Metadata in Spatial Data Management
What is Metadata?
Metadata, commonly defined as "data about data" or "information about data", is a structured set of information which describes data (including both digital and non-digital datasets) stored in administrative systems. Metadata may provide a short summary about the content, purpose, quality, location of the data as well as information related to its creation.
What are Metadata Standards?
Metadata standards provide data producers with the format and content for properly describing their data, allowing users to evaluate the usefulness of the data in addressing their specific needs.
The standards provide a documented, common set of terms and definitions that are presented in a structured format.
Why do we need Standardised Metadata?
Standardised metadata support users in effectively and efficiently accessing data by using a common set of terminology and metadata elements that allow for a quick means of data discovery and retrieval from metadata clearinghouses. The metadata based on standards ensure information consistency and quality and avoid that important parts of data knowledge are lost.

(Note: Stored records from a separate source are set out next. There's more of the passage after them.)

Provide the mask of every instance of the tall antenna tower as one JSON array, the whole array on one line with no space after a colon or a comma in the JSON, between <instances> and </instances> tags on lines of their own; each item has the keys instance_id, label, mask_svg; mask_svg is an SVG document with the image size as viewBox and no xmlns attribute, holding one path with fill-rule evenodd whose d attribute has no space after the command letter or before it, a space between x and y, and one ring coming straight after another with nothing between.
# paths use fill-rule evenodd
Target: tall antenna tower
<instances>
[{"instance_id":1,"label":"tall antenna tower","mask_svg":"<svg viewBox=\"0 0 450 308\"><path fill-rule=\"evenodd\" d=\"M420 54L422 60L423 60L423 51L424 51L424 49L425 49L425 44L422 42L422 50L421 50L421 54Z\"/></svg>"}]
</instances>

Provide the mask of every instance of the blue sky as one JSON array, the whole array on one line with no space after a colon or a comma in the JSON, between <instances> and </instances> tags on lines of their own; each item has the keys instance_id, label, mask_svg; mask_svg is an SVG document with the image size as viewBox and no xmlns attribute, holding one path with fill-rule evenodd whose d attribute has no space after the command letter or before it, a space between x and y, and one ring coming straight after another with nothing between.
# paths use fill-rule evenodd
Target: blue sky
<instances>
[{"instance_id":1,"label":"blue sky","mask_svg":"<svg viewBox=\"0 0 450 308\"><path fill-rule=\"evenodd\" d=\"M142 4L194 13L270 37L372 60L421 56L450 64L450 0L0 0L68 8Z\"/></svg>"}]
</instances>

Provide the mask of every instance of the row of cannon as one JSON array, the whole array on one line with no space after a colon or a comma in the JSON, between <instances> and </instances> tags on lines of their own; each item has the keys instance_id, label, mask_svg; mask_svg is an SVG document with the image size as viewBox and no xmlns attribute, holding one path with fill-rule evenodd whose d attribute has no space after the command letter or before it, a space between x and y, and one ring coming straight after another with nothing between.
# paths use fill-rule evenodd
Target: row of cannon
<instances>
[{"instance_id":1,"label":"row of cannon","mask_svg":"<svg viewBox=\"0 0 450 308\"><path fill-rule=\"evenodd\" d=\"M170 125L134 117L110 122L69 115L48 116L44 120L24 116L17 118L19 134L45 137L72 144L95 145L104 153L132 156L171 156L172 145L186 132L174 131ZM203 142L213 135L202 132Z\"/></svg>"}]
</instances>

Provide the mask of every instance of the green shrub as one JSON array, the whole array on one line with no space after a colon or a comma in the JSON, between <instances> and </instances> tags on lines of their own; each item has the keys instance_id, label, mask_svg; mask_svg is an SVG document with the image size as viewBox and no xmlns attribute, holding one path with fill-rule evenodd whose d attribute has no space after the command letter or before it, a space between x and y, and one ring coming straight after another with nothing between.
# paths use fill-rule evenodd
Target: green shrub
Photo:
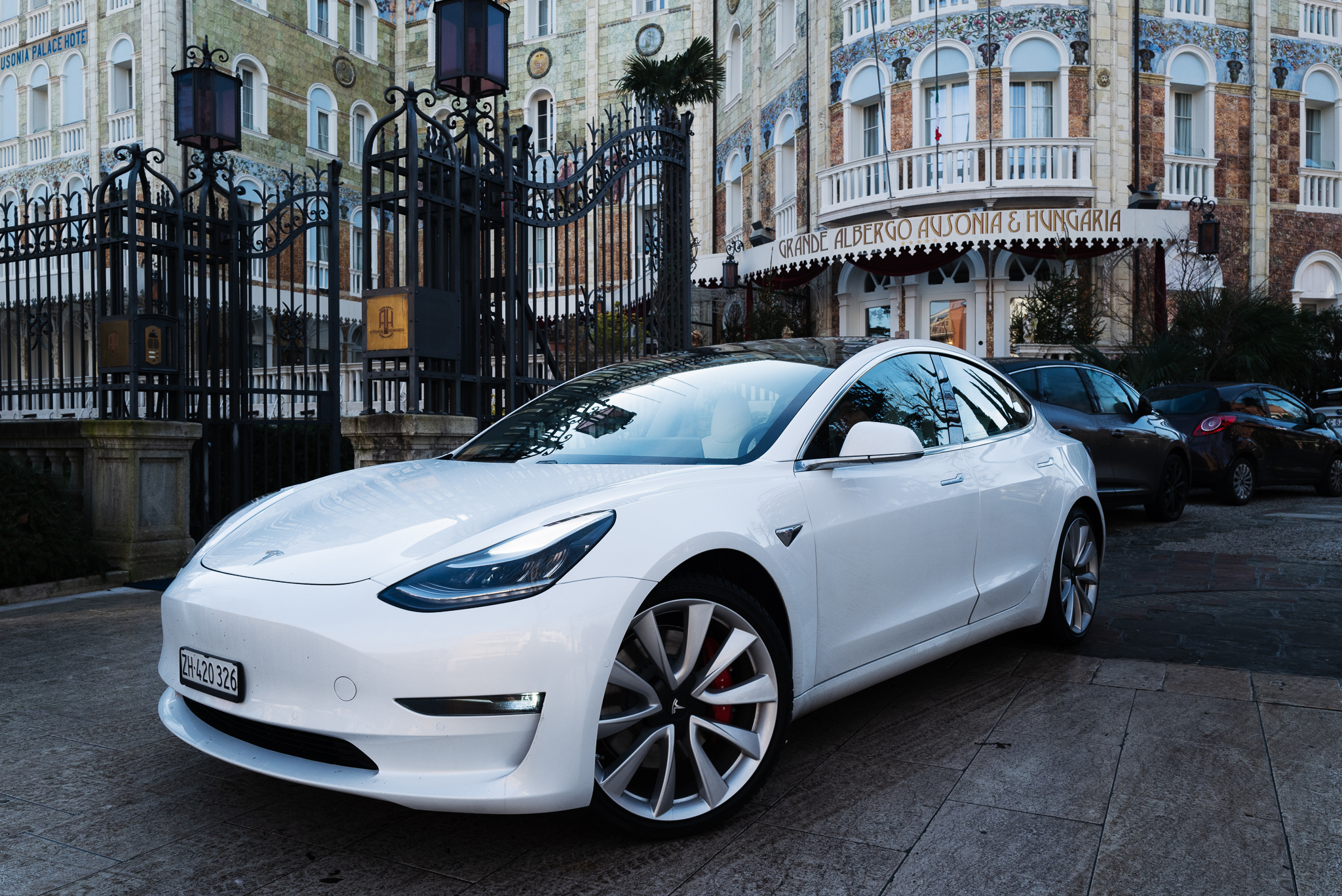
<instances>
[{"instance_id":1,"label":"green shrub","mask_svg":"<svg viewBox=\"0 0 1342 896\"><path fill-rule=\"evenodd\" d=\"M8 457L0 457L0 588L107 568L60 484Z\"/></svg>"}]
</instances>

Geographic Information Metadata Standard
Geographic data, which can be defined as any data with a geographic component, is often produced by one individual or organisation, and may address the needs of various users, including information system analysts, programme planners, developers of geographic information or policy makers. Proper standard documentation on geographic data enable different users to better evaluate the appropriateness of data to be used for data production, storage, update.
The metadata standards supported by GeoNetwork opensource are the ISO 19115:2003 -approved by the international community in April 2003 as a tool to define metadata in the field of geographic information - and the FGDC - the metadata standard adopted in the United States by the Federal Geographic Data Committee. In addition, GeoNetwork opensource supports also the international standard Dublin Core for the description of general documents.
This ISO Standard precisely defines how geographic information and related services should be described, providing mandatory and conditional metadata sections, metadata entities and metadata elements. This standard applies to data series, independent datasets, individual geographic features and feature properties. Despite ISO 19115:2003 was designed for digital data, its principles can be extended to many other forms of geographic data such as maps, charts, and textual documents as well as non-geographic data.
The underlying format of an ISO19115:2003 compliant metadata is XML. GeoNetwork uses the ISO Technical Specification 19139 Geographic information - Metadata -XML schema implementation for the encoding of this XML.
Metadata profiles
A metadata profile is an adaptation of a metadata standard to suit the needs of a community. For example, the ANZLIC profile is an adaptation of the ISO19115/19139 metadata standard for Australian and New Zealand communities. A metadata profile could be implemented as:
- a specific metadata template that restricts the fields/elements a user can see with a set of validation rules to check compliance
- all of the above plus new fields/elements to capture concepts that aren't in the basic metadata standard
Building a metadata profile is described in the Schema Plugins section of the GeoNetwork Developers Manual. Using this guide and the GeoNetwork schema plugin capability, a profile can be built by an experienced XML/XSL software engineer.
Transition between metadata standards
With the ISO19115:2003 Metadata standard for Geographic Information now being the preferred common standard, many have a need to migrate legacy metadata into the new standard.
GeoNetwork provides import (and export) functionality and has a number of transformers in place. It is an easy process for a system administrator to install custom transformers based on XSLT.